In her new memoir, “One Day on the Gold Line,” Pasadena author Carla Sameth’s aching desire to become a mother, followed by the life she experiences once that dream becomes a reality, will crack your heart open with pain and joy.
This collection of loosely woven essays meditates on desire, motherhood, race and culture. Sameth’s writing is honest, beautiful and hits a balanced note of revealing her often naïve younger self with a wiser, reflective and compassionate narrator self. This is a story about a woman who is Jewish and lesbian, who falls in love easily and wants nothing more than to be in a loving relationship and build the perfect family. While romantic bliss eludes her for a while, her dream to become a mother does eventually come true. By the time she gives birth to her son, an Afro-Jewish child, she is single. A dreamer, she carves her own way. All parents will be able to relate to the narrator’s universal parental concerns about our children’s well-being and development.

In the essay “Some Markers as My Black Son Gets Older,” Sameth writes a listicle that serves as a kind of snapshot following issues of race surrounding her son from when she was pregnant with him to his teen years. “[Do] I really think about what it means when I hear the statistics being passed around that one in three African American men will be incarcerated?” she asks. “I just think of us being a ‘We Are the World’ family: multicultural, Jewish, African American, LGBT. I dream of rainbows.”
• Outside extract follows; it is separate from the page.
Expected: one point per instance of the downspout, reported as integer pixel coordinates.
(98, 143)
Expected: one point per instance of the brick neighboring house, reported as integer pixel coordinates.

While the realities of parenting and family life can be a far cry from rainbow dreams, Sameth’s path is full of adventure, discovery and unconditional love for her son and, eventually, herself. “I hope that this book reaches other parents who are dealing with some of the themes I write about, including addiction, race, culture and identity, police violence, single parenting, blended and LGBTQ families,” Sameth says. “And, that they feel some sense of connection. I wrote my memoir to show more of a face to families like ours – ones I didn’t often see represented in other books.”